On albums like the conceptual piece Marbles and the just released Somewhere Else, Marillion continue to display the dazzling prog-rock musicianship and dramatic flair of earlier records like Script For A Jesters Tear, while wrapping the songs themselves in a decidedly more modern sounding package. On their new album Somewhere Else, the songs deal in themes ranging from the alienation felt from a failed relationship ("The Wound") to nothing less than a prophetic, political cry to save us from ourselves ("The Last Century Of Man").

While fans who remember Marillion from the Fish years can continue to appreciate the lush, romantic sweep and pristine production of such newer efforts, there is a far greater emphasis now on song structure. Indeed, there is nothing dated sounding about Marillion in their modern day incarnation.

Marillion have also developed a unique fan-based way of marketing their albums by pre-selling them through their website, which makes the boast "find a better way of life at" Although they went through more traditional distribution channels for the current Somewhere Else album, past pre-sales through the internet have actually served to finance recording costs and even entire concert tours. They are already pre-selling their next album, scheduled for a 2008 release through the website.

Over this past weekend, we caught up with Marillion drummer Ian Mosley while the band was soundchecking just prior to a show in Paris. In a wide ranging conversation, we covered topics from the band's long and storied history to it's unique fan-based marketing. We we're even able to coax a Fish drinking story (where do you think he got his name?) from Mosley.

So take us from Marillion back in the Fish days to where the band is at now.

Right. We did quite a few tours in America with Fish. We were with Capitol Records back then and we did quite a few gigs, but we really didn't ever manage to break through. The only thing was towards the end when the album Misplaced Childhood was out. We did a really short tour with Rush, where we played arenas and that was really good. And then we went back a bit later and played some of the same arenas ourselves, but it was really more in Canada than in the USA. We love touring in the States, but economically it's always a bit of a disaster for us.

Any chance of getting over here again anytime soon?

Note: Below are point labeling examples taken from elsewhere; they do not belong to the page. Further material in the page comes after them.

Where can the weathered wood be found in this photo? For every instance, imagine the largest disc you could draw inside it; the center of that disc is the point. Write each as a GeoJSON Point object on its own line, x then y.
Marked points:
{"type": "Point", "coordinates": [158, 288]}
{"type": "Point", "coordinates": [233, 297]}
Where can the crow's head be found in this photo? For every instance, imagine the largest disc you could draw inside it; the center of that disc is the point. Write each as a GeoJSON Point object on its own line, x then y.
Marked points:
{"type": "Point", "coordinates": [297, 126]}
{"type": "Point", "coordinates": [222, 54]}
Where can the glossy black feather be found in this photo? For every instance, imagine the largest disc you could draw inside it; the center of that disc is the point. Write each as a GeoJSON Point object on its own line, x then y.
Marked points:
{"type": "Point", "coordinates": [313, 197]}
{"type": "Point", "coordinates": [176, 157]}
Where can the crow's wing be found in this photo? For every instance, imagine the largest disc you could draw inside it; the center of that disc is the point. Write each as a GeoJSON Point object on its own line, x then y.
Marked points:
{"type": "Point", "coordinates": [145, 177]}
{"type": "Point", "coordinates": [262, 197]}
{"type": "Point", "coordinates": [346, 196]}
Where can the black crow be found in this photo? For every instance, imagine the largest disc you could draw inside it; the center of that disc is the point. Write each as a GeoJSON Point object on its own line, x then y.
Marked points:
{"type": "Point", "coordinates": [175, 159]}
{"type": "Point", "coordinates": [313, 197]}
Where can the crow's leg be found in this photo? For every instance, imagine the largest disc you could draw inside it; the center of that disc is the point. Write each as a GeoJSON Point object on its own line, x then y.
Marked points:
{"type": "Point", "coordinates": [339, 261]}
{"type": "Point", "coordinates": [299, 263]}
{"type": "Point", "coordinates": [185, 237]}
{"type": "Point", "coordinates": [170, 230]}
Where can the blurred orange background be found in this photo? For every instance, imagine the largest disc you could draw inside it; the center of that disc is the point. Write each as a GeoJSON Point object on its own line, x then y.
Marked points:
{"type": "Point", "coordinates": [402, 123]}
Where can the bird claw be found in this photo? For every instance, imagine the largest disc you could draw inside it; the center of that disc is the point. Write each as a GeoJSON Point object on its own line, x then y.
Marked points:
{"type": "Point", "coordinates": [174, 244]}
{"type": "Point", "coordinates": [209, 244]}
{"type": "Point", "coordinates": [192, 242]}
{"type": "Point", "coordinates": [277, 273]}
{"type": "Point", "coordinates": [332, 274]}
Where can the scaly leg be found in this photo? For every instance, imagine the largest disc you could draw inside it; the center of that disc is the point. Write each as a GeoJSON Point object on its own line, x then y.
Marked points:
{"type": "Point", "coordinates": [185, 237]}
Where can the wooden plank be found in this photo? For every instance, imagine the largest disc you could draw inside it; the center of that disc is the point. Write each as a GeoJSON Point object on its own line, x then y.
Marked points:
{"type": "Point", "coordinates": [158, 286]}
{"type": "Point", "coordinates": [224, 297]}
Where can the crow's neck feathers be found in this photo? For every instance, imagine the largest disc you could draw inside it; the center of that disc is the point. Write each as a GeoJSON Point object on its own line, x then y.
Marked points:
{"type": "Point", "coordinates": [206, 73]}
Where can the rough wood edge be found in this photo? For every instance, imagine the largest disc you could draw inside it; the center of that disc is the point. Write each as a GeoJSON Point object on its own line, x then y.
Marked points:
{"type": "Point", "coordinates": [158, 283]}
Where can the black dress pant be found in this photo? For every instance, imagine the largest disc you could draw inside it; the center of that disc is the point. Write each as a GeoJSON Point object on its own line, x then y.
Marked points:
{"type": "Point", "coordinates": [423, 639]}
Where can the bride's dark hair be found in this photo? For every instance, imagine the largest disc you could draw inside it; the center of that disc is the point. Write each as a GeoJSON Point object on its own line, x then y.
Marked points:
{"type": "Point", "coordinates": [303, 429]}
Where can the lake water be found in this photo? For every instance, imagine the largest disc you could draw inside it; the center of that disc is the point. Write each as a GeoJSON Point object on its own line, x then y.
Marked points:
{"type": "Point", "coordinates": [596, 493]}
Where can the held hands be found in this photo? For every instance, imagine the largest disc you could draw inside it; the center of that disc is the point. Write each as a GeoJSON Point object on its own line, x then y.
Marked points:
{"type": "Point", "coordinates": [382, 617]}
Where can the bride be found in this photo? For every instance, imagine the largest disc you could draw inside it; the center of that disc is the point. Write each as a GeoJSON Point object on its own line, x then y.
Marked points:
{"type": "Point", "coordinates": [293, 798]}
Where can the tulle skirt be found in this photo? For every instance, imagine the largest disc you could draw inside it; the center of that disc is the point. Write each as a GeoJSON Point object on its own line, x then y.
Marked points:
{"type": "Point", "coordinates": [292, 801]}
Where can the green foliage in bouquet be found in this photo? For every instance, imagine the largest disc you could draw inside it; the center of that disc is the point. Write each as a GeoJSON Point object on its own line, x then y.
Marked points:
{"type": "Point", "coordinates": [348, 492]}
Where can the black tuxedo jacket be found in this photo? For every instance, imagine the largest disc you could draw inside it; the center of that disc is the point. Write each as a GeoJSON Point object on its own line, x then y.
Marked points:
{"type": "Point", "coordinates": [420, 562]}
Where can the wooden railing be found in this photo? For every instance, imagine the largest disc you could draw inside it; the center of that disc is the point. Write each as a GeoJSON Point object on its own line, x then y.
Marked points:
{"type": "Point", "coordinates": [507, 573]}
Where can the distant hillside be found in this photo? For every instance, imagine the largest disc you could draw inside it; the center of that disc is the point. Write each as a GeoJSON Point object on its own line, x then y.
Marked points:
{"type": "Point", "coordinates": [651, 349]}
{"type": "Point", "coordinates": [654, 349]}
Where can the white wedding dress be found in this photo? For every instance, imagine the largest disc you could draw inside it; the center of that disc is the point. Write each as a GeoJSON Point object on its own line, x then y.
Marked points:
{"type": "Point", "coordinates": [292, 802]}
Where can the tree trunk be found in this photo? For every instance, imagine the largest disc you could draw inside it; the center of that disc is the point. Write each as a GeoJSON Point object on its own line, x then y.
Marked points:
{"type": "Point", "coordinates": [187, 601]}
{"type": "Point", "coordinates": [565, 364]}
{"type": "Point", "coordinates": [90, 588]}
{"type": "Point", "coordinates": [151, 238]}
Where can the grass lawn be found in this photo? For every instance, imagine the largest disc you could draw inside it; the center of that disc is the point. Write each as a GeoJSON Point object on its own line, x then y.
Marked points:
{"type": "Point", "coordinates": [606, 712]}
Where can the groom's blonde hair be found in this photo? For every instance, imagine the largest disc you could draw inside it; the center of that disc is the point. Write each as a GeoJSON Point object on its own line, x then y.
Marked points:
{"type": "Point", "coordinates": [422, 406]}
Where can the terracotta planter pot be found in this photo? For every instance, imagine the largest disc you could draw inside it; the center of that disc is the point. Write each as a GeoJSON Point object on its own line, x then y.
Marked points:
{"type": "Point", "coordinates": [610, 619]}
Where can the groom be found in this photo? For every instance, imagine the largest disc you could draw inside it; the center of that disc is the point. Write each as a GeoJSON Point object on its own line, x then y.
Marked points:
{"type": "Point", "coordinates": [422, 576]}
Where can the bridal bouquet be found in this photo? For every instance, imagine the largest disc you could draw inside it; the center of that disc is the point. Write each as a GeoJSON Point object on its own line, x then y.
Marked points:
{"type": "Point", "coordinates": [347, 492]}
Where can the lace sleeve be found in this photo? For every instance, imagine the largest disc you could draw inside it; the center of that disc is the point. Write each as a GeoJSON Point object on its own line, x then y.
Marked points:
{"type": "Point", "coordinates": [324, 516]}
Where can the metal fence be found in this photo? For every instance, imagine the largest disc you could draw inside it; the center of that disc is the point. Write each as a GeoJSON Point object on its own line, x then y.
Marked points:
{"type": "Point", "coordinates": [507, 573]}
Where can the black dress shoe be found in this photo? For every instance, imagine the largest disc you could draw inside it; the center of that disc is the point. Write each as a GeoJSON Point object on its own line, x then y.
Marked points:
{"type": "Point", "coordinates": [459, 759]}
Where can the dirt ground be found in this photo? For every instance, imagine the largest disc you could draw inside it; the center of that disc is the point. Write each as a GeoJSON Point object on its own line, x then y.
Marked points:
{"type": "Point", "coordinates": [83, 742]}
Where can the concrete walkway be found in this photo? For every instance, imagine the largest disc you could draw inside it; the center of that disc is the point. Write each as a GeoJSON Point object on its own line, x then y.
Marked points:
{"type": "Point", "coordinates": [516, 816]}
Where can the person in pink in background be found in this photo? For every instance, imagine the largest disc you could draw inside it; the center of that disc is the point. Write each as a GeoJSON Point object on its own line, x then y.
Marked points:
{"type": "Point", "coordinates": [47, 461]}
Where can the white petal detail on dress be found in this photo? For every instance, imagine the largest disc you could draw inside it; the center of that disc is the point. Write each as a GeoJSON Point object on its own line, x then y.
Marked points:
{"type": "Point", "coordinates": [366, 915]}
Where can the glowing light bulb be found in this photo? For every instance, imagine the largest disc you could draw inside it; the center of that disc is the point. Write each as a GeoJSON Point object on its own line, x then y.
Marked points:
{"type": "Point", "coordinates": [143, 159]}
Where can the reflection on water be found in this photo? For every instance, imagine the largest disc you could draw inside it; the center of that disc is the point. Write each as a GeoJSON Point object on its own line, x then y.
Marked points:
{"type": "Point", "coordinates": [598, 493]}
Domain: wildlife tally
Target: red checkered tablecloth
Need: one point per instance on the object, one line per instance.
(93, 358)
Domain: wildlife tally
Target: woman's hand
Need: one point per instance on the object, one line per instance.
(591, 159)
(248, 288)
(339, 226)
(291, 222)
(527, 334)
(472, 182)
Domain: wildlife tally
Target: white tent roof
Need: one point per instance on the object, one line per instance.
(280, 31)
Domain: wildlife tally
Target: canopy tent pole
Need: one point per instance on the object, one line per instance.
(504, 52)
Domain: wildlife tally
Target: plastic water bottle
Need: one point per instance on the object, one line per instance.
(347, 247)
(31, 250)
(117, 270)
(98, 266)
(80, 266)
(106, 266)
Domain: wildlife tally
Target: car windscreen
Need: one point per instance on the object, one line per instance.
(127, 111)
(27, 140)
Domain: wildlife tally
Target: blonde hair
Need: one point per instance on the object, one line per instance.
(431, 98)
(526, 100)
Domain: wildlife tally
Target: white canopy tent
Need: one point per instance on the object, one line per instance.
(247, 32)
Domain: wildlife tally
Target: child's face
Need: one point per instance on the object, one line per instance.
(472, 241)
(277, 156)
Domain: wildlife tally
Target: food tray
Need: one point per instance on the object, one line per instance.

Well, were working on it. Maybe next year some time. But the American government is making it very difficult for bands to come over there from England at the moment. There's always massive problems trying to get work visas. And then you've got the whole tax thing as well, which is quite complicated. It's even affected some of the classical musicians. There is an eighty piece orchestra that was going to come over to New York, but they couldn't because the American embassy said we need you all here at 7:00 in the morning to apply for visas and it will cost you three to four thousand dollars per visa.


So with an eighty piece orchestra that lives all over England, that's a problem. They were due to play at Carnegie Hall, but they had to cancel. The logistics of getting to America are quite difficult. You probably already know about the time where we said we couldn't afford to get to America, and the fans actually raised the money for us.

I was actually going to ask about that. What's the difference between working with a label like EMI or MVD, and doing it yourself on the web like you guys have done?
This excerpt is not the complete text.